Une jeune fille joue sur un trampoline au soleil du soir dans la ville de Tasiilaq, au Groenland, le 18 juin 2018. (REUTERS / Lucas Jackson)

Des montagnes couvertes de neige s'élèvent au-dessus du port et de la ville de Tasiilaq, au Groenland, le 15 juin 2018. (REUTERS / Lucas Jackson)

Le sang tache une bâche lorsqu'un sac d'abats de phoque repose sur le sol dans la ville de Tasiilaq, au Groenland, le 16 juin 2018. (REUTERS / Lucas Jackson)

Le chasseur de phoques Henrik Josvasson revient sur son bateau après avoir recherché des œufs de macareux près de la ville de Tasiilaq, au Groenland, le 16 juin 2018. (REUTERS / Lucas Jackson)

De jeunes Groenlandais autochtones profitent des derniers rayons du jour sur une colline au-dessus de la ville de Tasiilaq, au Groenland, le 18 juin 2018. (REUTERS / Lucas Jackson)

Le soleil couchant illumine le visage du chasseur de phoques Henrik Josvasson près de la ville de Tasiilaq, au Groenland, le 16 juin 2018. (REUTERS / Lucas Jackson)

Un groupe joue de la musique lors d'une soirée dansante dans la ville de Tasiilaq, au Groenland, le 17 juin 2018.

(REUTERS / Lucas Jackson)

Une carcasse et des abats de phoque reposent sur le rivage du port de la ville de Tasiilaq, au Groenland, le 18 juin 2018. (REUTERS / Lucas Jackson)

Un chien de traîneau enchaîné à un petit refuge regarde un pneu dans la ville de Tasiilaq, au Groenland, le 16 juin 2018. (REUTERS / Lucas Jackson)

Une jeune fille est assise sur une pierre et fume au soleil de fin de soirée au-dessus de la ville de Tasiilaq, au Groenland, le 18 juin 2018. (REUTERS / Lucas Jackson)

Un homme accroche son linge sur une corde au soleil du soir à travers la ville de Tasiilaq, au Groenland, le 17 juin 2018. (REUTERS / Lucas Jackson)

Henrik Josvasson, chasseur de phoques, attrape un phoque qu'il vient de tirer alors qu'il chassait près de la ville de Tasiilaq, au Groenland, le 16 juin 2018. (REUTERS / Lucas Jackson)

Le chasseur de phoques Henrik Josvasson vise un phoque qui nage près de la ville de Tasiilaq, au Groenland, le 16 juin 2018. (REUTERS / Lucas Jackson)
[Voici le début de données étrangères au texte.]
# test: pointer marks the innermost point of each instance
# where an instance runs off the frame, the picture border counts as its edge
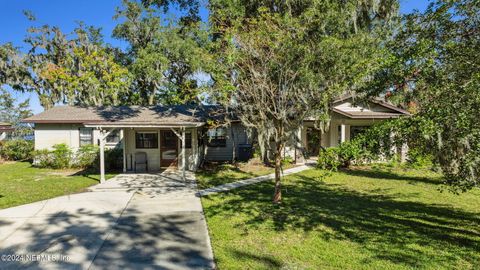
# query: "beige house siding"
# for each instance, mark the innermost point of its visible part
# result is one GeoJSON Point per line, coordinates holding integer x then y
{"type": "Point", "coordinates": [226, 153]}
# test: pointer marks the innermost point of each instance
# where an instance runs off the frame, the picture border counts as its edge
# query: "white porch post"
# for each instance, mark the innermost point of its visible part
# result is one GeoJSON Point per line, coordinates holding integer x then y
{"type": "Point", "coordinates": [103, 137]}
{"type": "Point", "coordinates": [343, 132]}
{"type": "Point", "coordinates": [102, 157]}
{"type": "Point", "coordinates": [183, 154]}
{"type": "Point", "coordinates": [122, 134]}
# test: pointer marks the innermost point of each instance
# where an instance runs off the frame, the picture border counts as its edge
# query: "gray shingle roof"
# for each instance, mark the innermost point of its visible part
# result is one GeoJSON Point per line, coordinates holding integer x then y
{"type": "Point", "coordinates": [133, 115]}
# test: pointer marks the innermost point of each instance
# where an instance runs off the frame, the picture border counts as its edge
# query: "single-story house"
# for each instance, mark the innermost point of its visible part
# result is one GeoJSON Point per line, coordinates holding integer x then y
{"type": "Point", "coordinates": [178, 135]}
{"type": "Point", "coordinates": [5, 130]}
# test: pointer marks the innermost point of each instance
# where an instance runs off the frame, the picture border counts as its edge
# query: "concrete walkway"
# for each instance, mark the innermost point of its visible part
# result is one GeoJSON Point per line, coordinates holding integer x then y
{"type": "Point", "coordinates": [246, 182]}
{"type": "Point", "coordinates": [141, 221]}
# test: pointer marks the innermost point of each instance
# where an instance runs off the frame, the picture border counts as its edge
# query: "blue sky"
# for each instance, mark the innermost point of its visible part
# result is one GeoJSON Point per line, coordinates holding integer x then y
{"type": "Point", "coordinates": [65, 14]}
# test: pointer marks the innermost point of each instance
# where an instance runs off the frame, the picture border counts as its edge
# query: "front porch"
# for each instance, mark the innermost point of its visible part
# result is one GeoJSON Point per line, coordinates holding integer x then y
{"type": "Point", "coordinates": [152, 149]}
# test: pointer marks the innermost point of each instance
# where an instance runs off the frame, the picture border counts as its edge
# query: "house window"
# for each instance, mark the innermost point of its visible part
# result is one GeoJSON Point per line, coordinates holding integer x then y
{"type": "Point", "coordinates": [113, 137]}
{"type": "Point", "coordinates": [146, 140]}
{"type": "Point", "coordinates": [217, 137]}
{"type": "Point", "coordinates": [86, 136]}
{"type": "Point", "coordinates": [356, 130]}
{"type": "Point", "coordinates": [188, 140]}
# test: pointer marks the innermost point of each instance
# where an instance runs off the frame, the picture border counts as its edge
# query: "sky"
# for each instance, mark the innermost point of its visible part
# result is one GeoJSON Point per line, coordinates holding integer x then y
{"type": "Point", "coordinates": [65, 14]}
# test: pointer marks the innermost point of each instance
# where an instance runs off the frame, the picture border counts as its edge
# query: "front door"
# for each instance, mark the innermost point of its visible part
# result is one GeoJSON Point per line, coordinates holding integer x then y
{"type": "Point", "coordinates": [168, 148]}
{"type": "Point", "coordinates": [313, 142]}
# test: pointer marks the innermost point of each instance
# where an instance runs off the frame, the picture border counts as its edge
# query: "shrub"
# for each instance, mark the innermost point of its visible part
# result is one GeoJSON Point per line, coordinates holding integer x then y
{"type": "Point", "coordinates": [418, 159]}
{"type": "Point", "coordinates": [42, 158]}
{"type": "Point", "coordinates": [328, 159]}
{"type": "Point", "coordinates": [17, 150]}
{"type": "Point", "coordinates": [62, 156]}
{"type": "Point", "coordinates": [86, 156]}
{"type": "Point", "coordinates": [349, 152]}
{"type": "Point", "coordinates": [287, 160]}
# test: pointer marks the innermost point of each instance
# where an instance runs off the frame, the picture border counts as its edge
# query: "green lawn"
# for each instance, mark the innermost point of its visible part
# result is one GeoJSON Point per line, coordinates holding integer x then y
{"type": "Point", "coordinates": [20, 183]}
{"type": "Point", "coordinates": [370, 218]}
{"type": "Point", "coordinates": [215, 175]}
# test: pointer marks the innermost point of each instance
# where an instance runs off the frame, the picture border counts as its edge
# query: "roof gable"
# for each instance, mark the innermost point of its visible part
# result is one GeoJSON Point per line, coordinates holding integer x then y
{"type": "Point", "coordinates": [178, 114]}
{"type": "Point", "coordinates": [366, 109]}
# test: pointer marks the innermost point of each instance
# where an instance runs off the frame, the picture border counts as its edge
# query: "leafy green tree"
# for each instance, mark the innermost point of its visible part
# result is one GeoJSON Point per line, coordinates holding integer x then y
{"type": "Point", "coordinates": [80, 70]}
{"type": "Point", "coordinates": [282, 66]}
{"type": "Point", "coordinates": [434, 69]}
{"type": "Point", "coordinates": [12, 111]}
{"type": "Point", "coordinates": [164, 55]}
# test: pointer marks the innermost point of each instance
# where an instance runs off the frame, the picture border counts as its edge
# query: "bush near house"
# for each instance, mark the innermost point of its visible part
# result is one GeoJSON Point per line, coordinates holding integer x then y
{"type": "Point", "coordinates": [343, 156]}
{"type": "Point", "coordinates": [375, 144]}
{"type": "Point", "coordinates": [86, 157]}
{"type": "Point", "coordinates": [16, 150]}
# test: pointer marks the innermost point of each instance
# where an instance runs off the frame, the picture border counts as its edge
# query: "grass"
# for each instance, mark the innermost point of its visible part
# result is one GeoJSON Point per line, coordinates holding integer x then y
{"type": "Point", "coordinates": [218, 174]}
{"type": "Point", "coordinates": [20, 183]}
{"type": "Point", "coordinates": [365, 218]}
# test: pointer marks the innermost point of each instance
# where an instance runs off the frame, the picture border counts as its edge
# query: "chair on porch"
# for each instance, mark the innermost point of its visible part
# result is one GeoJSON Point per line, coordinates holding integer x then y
{"type": "Point", "coordinates": [142, 160]}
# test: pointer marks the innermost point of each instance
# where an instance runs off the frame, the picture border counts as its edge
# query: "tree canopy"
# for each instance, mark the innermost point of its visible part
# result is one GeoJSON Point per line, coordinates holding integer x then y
{"type": "Point", "coordinates": [433, 69]}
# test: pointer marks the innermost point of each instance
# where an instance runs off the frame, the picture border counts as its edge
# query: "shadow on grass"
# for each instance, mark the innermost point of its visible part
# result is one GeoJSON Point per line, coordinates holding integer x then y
{"type": "Point", "coordinates": [265, 260]}
{"type": "Point", "coordinates": [391, 230]}
{"type": "Point", "coordinates": [222, 174]}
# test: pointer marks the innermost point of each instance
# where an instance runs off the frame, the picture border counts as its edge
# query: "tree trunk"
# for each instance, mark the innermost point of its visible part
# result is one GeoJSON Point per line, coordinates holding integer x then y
{"type": "Point", "coordinates": [277, 197]}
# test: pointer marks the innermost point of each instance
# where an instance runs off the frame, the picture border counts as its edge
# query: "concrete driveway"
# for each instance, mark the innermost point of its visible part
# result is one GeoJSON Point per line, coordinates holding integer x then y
{"type": "Point", "coordinates": [141, 221]}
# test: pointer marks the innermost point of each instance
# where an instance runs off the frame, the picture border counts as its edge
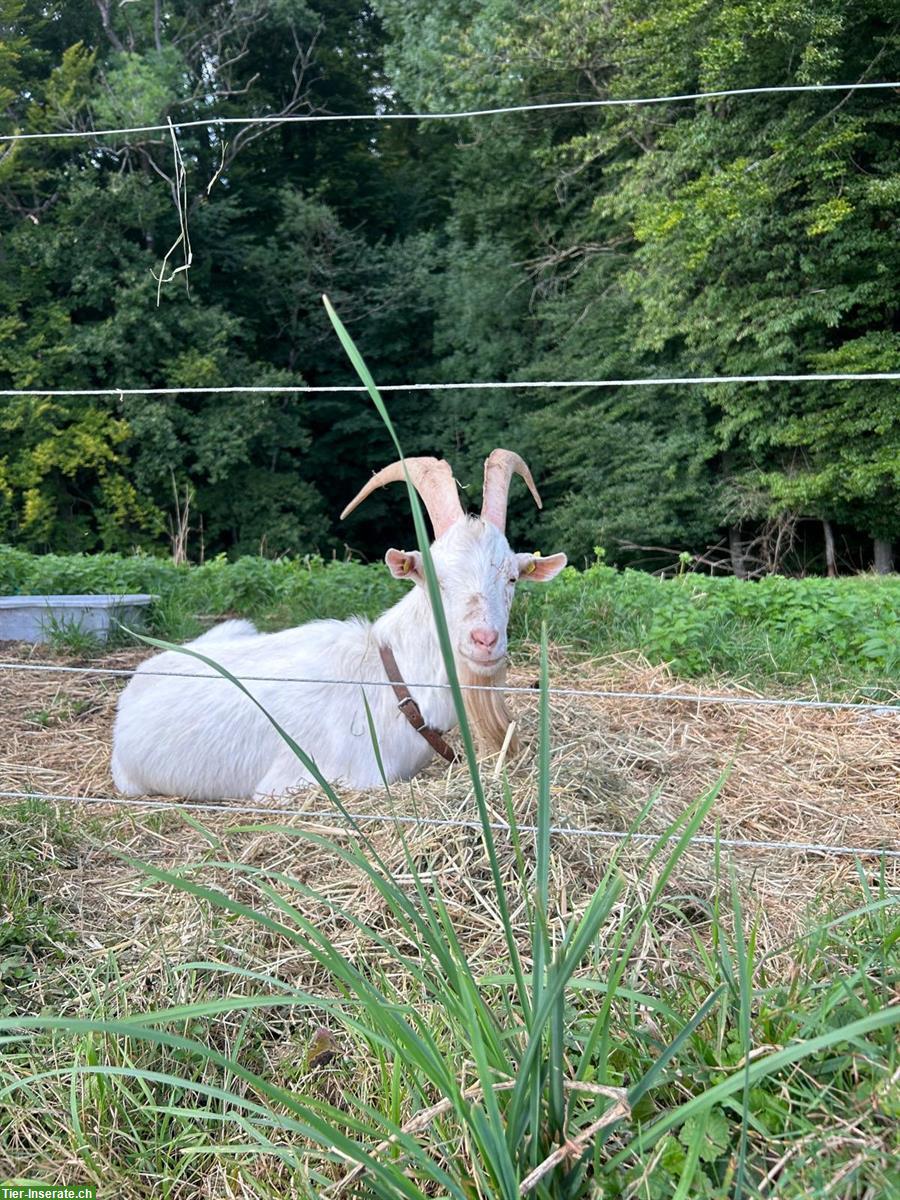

Un petit skiff devant un iceberg en pleine mer près de Tasiilaq, au Groenland, le 24 juin 2018. (REUTERS / Lucas Jackson)

Un jeune garçon joue sur un trampoline dans la ville de Tasiilaq, au Groenland, le 16 juin 2018. (REUTERS / Lucas Jackson)

Un homme s'approche de son bateau et passe devant un certain nombre de bateaux abandonnés et en cale sèche dans la ville de Tasiilaq, au Groenland, le 15 juin 2018. (REUTERS / Lucas Jackson)

Une maison abandonnée se dresse sur les rives d'un fjord près de Tasiilaq, au Groenland, le 16 juin 2018. (REUTERS / Lucas Jackson)

Un homme marche le long de la route au soleil du soir à travers la ville de Tasiilaq, au Groenland, le 17 juin 2018. (REUTERS / Lucas Jackson)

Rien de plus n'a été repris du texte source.